Getting nan results when training

TFboys-lzz / MPSCL

This repository contains code for the paper "Margin Preserving Self-paced Contrastive Learning Towards Domain Adaptation for Medical Image Segmentation", published at IEEE JBHI 2022

29 stars 1 forks source link

Getting nan results when training #2

Closed William4553 closed 2 years ago

William4553 commented 2 years ago

Hi, thanks for the work. I have a question about the training process. When I run the training, the first 25 iterations seem to work fine, but on the 26th iteration and afterwards, I am only getting nan for all of the numerical values (for loss_seg_src_aux, loss_dice_src_aux, etc.). This seems to be caused by the model itself predicting nan. Also, the testing process works fine, so it is only the training process that I am having the issue with. Do you have any idea what might be causing this issue or how I can resolve it? Thank you for the help.

TFboys-lzz commented 2 years ago

Thank you for your interest in our work！ I check the code released and make sure that the operations {division, log, and sqrt} have added an eps. But, You can try to clamp the input of the POW operation to a range greater than 0, i.e., sine = torch.sqrt((1.0 - torch.pow(cosine.(0.0,1.0), 2)).clamp(0.0001, 1.0)) in 152 lines of utils.py, because torch.pow(a) = nan when a < 0. If the above operation cannot address your problem, you can try to use the torch.nn.utils.clip_gradnorm operation to clip gradient norm of an iterable of parameters. If the above suggestions solve your problem, I hope you can let me know so that I can update the code, thanks!!
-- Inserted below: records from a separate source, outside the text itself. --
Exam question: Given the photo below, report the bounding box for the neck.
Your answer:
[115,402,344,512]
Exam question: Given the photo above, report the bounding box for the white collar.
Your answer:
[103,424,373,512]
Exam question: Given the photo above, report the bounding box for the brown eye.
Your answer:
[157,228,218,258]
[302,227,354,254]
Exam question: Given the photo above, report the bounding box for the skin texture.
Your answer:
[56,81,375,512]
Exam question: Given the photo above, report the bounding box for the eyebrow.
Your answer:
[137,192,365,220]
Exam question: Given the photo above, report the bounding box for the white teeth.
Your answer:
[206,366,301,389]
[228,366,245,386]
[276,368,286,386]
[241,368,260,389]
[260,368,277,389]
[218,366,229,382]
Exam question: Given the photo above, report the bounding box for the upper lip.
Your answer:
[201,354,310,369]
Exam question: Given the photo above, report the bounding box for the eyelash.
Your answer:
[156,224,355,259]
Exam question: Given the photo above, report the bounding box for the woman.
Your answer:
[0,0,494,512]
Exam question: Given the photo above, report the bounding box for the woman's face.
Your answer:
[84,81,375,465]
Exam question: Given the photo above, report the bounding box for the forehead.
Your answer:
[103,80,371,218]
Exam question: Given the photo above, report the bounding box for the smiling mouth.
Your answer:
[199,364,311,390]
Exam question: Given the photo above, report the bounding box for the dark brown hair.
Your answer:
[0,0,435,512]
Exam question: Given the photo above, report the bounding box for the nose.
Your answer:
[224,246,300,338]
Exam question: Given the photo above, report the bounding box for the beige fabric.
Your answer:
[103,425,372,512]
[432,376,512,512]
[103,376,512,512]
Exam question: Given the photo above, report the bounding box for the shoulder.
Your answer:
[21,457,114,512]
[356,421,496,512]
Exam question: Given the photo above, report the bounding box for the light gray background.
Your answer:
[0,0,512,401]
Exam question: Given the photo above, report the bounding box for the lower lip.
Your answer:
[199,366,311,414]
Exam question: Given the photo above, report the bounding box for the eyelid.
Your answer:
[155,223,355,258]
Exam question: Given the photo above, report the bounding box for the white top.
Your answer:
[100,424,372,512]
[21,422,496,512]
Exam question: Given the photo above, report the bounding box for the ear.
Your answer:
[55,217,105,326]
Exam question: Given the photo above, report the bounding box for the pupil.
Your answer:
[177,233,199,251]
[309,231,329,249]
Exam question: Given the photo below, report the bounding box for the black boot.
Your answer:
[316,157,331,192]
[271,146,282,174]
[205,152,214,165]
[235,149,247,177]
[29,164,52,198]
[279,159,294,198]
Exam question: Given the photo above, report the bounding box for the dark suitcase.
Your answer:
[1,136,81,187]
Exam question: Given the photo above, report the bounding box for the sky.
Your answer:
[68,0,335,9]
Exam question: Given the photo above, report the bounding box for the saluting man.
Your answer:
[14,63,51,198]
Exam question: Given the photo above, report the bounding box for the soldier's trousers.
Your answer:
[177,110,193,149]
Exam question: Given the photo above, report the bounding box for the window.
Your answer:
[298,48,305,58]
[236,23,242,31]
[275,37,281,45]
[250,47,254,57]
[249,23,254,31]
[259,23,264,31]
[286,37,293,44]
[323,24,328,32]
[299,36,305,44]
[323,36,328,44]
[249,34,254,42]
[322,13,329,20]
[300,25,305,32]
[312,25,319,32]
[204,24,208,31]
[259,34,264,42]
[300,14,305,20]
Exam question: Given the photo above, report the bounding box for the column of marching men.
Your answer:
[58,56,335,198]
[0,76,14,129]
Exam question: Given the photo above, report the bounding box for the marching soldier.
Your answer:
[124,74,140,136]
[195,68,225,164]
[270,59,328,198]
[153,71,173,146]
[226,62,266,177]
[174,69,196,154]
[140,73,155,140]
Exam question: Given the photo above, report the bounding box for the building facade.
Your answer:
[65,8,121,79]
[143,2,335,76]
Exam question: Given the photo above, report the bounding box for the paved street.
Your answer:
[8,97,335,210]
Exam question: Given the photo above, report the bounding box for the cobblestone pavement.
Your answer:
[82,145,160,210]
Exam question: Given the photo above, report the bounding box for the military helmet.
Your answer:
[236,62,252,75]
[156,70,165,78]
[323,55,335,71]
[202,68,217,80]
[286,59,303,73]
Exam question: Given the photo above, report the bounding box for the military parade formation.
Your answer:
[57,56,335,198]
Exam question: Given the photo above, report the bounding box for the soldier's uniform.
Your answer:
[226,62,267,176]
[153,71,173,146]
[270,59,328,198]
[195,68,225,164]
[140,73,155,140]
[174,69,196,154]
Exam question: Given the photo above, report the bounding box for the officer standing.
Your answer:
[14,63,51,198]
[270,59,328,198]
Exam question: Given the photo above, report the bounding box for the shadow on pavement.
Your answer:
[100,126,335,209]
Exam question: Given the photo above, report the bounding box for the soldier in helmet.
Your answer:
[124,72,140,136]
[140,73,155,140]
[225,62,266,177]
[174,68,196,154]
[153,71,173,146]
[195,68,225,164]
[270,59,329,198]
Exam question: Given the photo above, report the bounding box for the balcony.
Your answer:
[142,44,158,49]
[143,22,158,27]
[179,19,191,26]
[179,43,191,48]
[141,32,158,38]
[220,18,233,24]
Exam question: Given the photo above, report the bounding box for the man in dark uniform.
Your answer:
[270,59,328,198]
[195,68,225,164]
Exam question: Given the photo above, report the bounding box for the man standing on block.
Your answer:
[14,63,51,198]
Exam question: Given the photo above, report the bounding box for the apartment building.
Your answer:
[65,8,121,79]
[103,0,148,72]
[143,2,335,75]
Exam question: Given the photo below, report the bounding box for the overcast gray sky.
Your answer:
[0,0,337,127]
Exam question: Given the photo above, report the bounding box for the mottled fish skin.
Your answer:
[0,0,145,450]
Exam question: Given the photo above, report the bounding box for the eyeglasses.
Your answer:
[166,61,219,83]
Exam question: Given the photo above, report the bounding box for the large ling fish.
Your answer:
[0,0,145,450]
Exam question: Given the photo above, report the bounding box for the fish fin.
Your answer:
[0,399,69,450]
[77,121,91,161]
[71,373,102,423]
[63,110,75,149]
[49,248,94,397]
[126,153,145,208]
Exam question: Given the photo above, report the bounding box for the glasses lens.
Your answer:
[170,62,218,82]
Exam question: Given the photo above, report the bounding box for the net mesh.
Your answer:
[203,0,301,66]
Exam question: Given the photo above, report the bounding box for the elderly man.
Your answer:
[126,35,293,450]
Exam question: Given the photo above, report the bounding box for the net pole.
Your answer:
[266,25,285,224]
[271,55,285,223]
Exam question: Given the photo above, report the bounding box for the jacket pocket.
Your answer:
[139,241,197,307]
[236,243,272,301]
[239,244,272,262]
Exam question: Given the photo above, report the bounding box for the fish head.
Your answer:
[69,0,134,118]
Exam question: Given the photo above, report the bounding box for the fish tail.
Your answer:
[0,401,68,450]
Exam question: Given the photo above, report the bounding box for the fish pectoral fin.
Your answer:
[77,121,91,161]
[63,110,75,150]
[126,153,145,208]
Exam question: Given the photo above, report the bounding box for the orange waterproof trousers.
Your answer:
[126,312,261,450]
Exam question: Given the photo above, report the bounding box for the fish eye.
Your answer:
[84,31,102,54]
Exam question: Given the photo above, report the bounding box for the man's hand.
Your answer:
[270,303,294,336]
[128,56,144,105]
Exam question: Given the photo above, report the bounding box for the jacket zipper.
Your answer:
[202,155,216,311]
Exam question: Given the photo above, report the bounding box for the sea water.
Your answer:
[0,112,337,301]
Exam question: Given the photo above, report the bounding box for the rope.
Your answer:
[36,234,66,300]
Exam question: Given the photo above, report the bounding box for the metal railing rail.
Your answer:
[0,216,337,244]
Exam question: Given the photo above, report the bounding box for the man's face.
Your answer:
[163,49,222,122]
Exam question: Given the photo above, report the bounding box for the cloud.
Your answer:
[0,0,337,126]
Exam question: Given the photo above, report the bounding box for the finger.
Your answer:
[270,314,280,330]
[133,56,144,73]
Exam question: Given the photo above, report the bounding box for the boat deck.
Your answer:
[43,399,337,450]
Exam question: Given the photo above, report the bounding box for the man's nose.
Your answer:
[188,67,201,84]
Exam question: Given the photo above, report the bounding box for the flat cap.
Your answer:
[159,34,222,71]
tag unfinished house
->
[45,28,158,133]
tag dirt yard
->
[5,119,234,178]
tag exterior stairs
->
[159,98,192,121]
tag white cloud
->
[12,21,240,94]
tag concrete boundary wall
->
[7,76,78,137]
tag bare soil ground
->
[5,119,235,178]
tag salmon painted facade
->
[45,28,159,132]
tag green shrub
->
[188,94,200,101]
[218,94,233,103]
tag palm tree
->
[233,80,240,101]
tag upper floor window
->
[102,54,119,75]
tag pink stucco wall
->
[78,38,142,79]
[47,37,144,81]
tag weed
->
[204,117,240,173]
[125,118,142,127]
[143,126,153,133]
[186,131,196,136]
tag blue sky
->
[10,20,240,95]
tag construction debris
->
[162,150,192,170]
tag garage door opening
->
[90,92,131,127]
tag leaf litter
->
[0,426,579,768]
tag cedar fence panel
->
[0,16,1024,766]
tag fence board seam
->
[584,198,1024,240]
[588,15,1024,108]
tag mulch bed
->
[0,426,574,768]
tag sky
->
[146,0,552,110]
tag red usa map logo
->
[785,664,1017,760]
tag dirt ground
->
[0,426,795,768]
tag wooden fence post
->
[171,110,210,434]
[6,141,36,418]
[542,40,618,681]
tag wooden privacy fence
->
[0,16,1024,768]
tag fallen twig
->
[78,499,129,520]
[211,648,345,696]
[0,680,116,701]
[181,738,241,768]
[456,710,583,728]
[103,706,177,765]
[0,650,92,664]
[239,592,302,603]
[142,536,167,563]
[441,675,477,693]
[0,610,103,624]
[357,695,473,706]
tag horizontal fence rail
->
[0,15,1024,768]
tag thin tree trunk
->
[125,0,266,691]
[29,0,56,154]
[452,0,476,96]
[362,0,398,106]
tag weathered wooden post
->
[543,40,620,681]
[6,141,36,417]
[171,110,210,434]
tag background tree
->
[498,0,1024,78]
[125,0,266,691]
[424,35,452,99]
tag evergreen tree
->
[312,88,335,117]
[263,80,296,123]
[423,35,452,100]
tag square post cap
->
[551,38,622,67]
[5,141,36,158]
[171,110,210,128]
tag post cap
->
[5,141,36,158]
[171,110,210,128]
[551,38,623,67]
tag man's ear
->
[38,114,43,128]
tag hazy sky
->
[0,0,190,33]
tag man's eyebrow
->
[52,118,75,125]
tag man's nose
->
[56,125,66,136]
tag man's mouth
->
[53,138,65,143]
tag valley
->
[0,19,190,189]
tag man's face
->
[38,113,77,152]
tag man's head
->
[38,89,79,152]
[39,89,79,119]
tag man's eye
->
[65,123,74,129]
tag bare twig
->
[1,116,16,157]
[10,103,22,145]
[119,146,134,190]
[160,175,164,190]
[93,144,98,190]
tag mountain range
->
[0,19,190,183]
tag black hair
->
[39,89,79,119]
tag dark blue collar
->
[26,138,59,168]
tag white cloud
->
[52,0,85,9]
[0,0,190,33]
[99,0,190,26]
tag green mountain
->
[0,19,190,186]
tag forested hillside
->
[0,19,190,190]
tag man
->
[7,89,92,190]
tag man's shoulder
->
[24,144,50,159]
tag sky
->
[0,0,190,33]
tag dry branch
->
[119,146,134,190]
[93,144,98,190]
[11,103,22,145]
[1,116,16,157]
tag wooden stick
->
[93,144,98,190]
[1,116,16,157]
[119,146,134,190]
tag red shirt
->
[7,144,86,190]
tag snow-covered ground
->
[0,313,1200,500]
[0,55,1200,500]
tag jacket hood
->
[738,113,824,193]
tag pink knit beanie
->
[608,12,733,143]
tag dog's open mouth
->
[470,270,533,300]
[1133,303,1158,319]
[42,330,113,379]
TFboys-lzz commented 2 years ago

Alternatively, you can try clamping the input of torch.sqrt() to a larger scale, e.g., sine = torch.sqrt((1.0 - torch.pow(cosine.(0.0,1.0), 2)).clamp(0.1, 1.0)). Because, the grad of torch.sqrt 1/torch.sqrt(x), if x = 0.0001, the grad = 10000

William4553 commented 2 years ago

Thanks for the response and for the advice. I found that line 35 of loss.py is causing my problem. When I removed the weight parameter from loss = F.cross_entropy(input=pred,target=label,weight=weight), I no longer got the issue with nan. But when the weight parameter is there, loss has the value nan.

TFboys-lzz commented 2 years ago

Thanks for your reply! I will check the code again.

TFboys-lzz commented 2 years ago

Thanks to Feng Wei from Zhejiang University. We found that the instability of the training may be due to the exceptionally small (close to zero) weights of the background classes.